Il cuore di mia Nonna ha iniziato a battere il 18 agosto del 1908. A 70 battiti al minuto per ventiquattr’ore tutti i giorni di quasi quasi cent’anni sono qualcosa meno di 4 miliardi di battiti. Il cuore di mia Nonna è passato piccino attraverso una guerra mondiale e più grandicello attraverso un’altra guerra mondiale, una manciata di rivoluzioni politiche e qualche rivoluzione culturale, sempre senza perdere un colpo. Ha iniziato a battere sotto una monarchia in un secolo e ha finito sotto una repubblica nel secolo successivo.

Le gambe di mia nonna hanno fatto capolino sotto alla gonna nelle feste di paese in un’epoca in cui si festeggiava in piazza, con i suonatori di fisarmonica, dopo essersi spezzati la schiena nei campi. Si invitavano le ragazze ad uscire, ci si scambiava occhiate e c’era più da scoprire che da coprire. Le gambe di mia nonna hanno camminato in mezzo ai campi e lungo il loro bordo, più o meno da quando sono state in grado di portarla in giro fino all’ultimo giorno. Hanno portato la Nonna su e giù per le rive della cascina, su e giù per le scale di casa, in Frazione Brengaz in montagna, sul lungomare di San Remo ormai qualche anno fa.

Le mani di mia Nonna hanno accarezzato, scavato, picchiato, impastato, sfiorato, strozzato, mescolato, schiacciato per quasi cent’anni. Tutto questo lavoro lo mostravano al mondo con la loro pelle bruciata dal sole, con le unghie ormai rovinate, con le macchie sul dorso, con il palmo rugoso e con la forza tremenda con la quale stringevano. Le mani di mia Nonna hanno mescolato il verderame nelle cisterne di cemento e mescolato uova farina e zucchero su decine di tavoli da cucina. Le mani di mia nonna hanno diviso l’insalata buona da quella marcia sull’aia in cascina.
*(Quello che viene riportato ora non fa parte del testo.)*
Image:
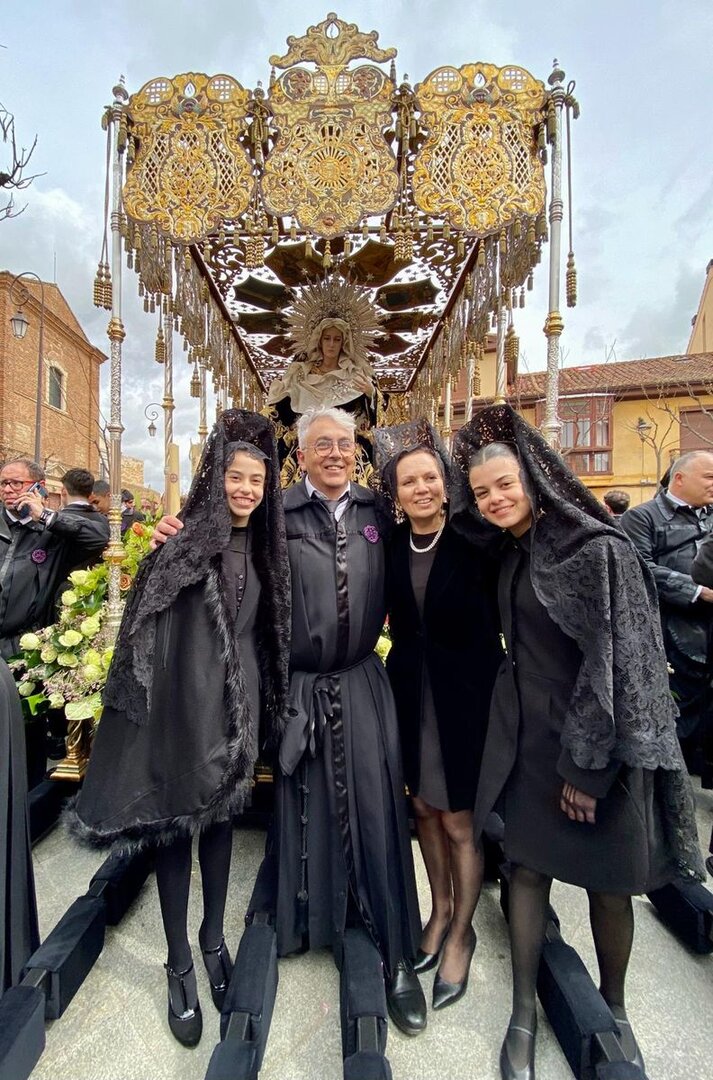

La bocca di mia nonna raccontava volentieri storie, anzi, la storia. La Sua storia. Raccontava di quando in paese c’era la Radio e ci si riuniva per ascoltarla, o di quando davano un colpo al cerchio e uno alla botte per non scontentare troppo nessuno e riuscire a tirare avanti in guerra. Di come l’orologio a pendolo in sala si sia fermato nel momento in cui il cuore del Nonno si è fermato. La bocca di mia nonna ha baciato labbra, teste, guance; ha mangiato bucce di patate e erbaccia quando non c’era altro e una minestra, comunque, la si fa con poco, ma preferiva di gran lunga i gamberoni alla griglia. Beveva sì l’acqua, ma preferiva il vino.

Gli occhi di mia nonna hanno visto le prime auto arrivare in paese quando solo chi poteva aveva i cavalli. Hanno visto i primi partigiani arrivare in paese, i primi soldati arrivare in paese e i primi uomini morire in paese. Hanno visto i figli, i nipoti e i pronipoti.

Hanno visto gli occhi del Nonno una sera d’estate.